Pornography is different for different people. It becomes pornography when it fills our hole. This same holds true for food, sex, drugs, shopping, gambling, video games, prescription drugs, perfectionism, and anything else used to fill the hole in our heart. I just see that we need to have a shift in how we deal with unhealthy hearts. Porn is a quick fix. People tend to want quick fixes. To much work to look inward, to grow-up, and address the brokenness in our hearts.
My greatest desire is to scream from the roof tops. There is hope. Hope for the addict. Hope for the one betrayed. Do whatever it takes. I have faith again. I have hope again. You can to. My husband has hope. My son sees hope in us and he wants to change to. It is slow but possible. We are examples of how to be grown-up to our children and they will then want that in their lives. They are children and it takes years to learn to put off chidish things. It helps to have healthy adults to show them that path.
Overcoming hole fillers? 12 step meetings are NOT enough. It is one tool in the tool box. Professional counseling is a must. Medication may be needed to help heal brain issues (this was huge for me in anxiety and depression treatment) and it needs to be a psychiatrist. Bishops are not counselors and are not trained to be counselors. They are a great resource and should be used for blessings and should hopefully offer love and spiritual guidance. A good network of trusted loved ones are essential. Just don't do it alone on either side. I can say that counseling and medication were the most important tools for me. I was hesitant to go on medication but my counselor said after so many years of struggle with depression/anxiety my brain had changed. It would help to get brain help. I went to a psychiatrist who knew the medications I had tried and didn't work that family doctors had prescribed. Through using all the tools from these resources, I finally feel like ME. A true miracle.

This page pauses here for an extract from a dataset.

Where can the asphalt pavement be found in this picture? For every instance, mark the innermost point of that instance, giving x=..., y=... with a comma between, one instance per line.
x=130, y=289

It is so important that we pray, read our scriptures, go to church and temple but they are tools in our toolbox...not the end in themselves. I beat myself up regularly (called shame) that if I was more spiritual then I would be a better wife, better mother, better....fill in the blank. The problem is that if we are not educated on how to be healthy we will ALWAYS use physical/temporal things to fill in our holes. Shame is no good. We can't be victims (or blame) to society, the church's culture, the TV ads, the movies, the magazines, the internet, etc but until we turn inward to see what is going on inside our mind/body/spirit we will easily fine something to blame or shame. As we heal, we can inspire others on that same path but it is a path each must walk. Some it takes a path of porn to find the path to loving themselves and happiness. That is OK (can't believe I am saying that), if ultimately Porn (or other hole filler) leads to Christ, healing, putting off childish ways, and ultimately happiness.
Wow that is long. Thanks for letting me share. I think I will post these thoughts on my blog as well.